Yet as the sales peter out and the new season's stock trickles into the shops, everyone is beginning to look at each other a little shamefacedly and wonder just how much longer this flirtation with "pink and pretty" is going to last. Girly is all well and good, but isn't fashion meant to be for grown-ups?

According to the experts, we can all relax because although fashion isn't going to go whizzing back to the monochrome and minimalist in one season, there are signs that maximalism is adopting a more mature approach. Karen Higgins, Brown Thomas's contemporary womenswear buyer, says: "Colour is still very much a part of next autumn. But while the collections do still have beading and embellishment and embroidery, it's not nearly to the same extent as this season." And Colette O'Leary, who buys the designer collections for Brown Thomas, agrees: "The silhouette is much more feminine, it fits close to the body . . . Beading will be staying to the evening side of things."

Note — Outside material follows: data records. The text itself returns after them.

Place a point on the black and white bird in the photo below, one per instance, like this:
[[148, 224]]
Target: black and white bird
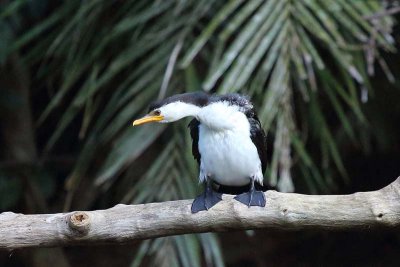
[[228, 142]]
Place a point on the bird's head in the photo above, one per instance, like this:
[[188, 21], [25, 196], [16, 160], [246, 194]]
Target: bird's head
[[174, 108]]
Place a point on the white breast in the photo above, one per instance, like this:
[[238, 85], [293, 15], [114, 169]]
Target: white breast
[[228, 156]]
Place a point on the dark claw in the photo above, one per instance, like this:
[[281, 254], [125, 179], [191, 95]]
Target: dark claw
[[206, 200], [252, 198]]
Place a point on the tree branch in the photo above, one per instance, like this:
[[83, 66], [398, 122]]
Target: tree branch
[[127, 223]]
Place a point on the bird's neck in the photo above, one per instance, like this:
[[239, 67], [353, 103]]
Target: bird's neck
[[221, 116]]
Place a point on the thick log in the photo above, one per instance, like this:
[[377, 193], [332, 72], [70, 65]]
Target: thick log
[[128, 223]]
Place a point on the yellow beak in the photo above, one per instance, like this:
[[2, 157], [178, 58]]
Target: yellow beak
[[147, 119]]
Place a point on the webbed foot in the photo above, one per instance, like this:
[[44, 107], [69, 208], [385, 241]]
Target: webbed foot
[[252, 198]]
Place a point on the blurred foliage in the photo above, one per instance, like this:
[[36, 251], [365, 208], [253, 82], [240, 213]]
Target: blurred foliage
[[306, 65]]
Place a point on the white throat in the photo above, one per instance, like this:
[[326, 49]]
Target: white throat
[[221, 116]]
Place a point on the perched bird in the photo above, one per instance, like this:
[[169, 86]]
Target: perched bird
[[228, 142]]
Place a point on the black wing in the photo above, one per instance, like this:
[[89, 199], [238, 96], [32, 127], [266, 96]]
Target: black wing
[[194, 133], [259, 139]]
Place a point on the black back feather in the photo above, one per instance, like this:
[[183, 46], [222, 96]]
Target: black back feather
[[257, 134]]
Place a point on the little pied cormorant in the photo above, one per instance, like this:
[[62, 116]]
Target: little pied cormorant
[[228, 142]]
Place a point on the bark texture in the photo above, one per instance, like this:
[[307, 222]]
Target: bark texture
[[128, 223]]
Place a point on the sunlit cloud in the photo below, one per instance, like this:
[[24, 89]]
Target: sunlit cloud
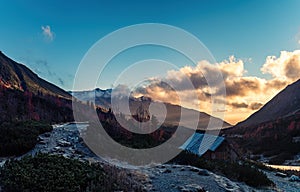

Instead of the candy palette of this season, autumn girls are going to be wearing a lot of rich wine and purple, reddish-brown, chocolate and camel. This is because these all go well with the colour of the autumn months - brazen, gilt-y gold. Gucci has sprinkled it liberally over its entire autumn/winter collection - it even has a gold leather coat - and we all know that what Tom Ford says, goes.

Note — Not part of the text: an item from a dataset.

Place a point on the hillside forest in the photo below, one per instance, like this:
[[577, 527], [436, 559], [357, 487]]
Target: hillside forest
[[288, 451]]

Prints are still making waves but they're getting more geometric and less whimsical, with arch girly label Marni opting for cubes instead of dots this season. The shirt and the blouse are particularly popular, with most designers doing a take on the tie-neck blouse and others, like high-street guru Karen Millen, going for a more wearable option that buttons up the front.

The other big retreat from the soft lines and pretty colours of the summer is that suits and tailoring are back in a big way. Derryn Mackey, owner and buyer for Khan in Blackrock, says: "We've bought into suiting in a big way. There are still little touches of colour but they're accents rather than a whole look . . . Next season isn't such a pretty season, but to be honest, a lot of people found this season very difficult to wear."

And there is the crux of the problem. It's likely that next season will see a massive return to sleek sophistication after the colourful playfulness of the last few months because, unfortunately, a lot of women just don't feel like playing any more. Colour, pattern, textures and prints are unlikely to disappear off the fashion menu altogether but they'll be playing a supporting role to slightly more serious dressing. It might soon be Back To School time, but next season it seems we want to dress more like the teacher and less like the senior infants.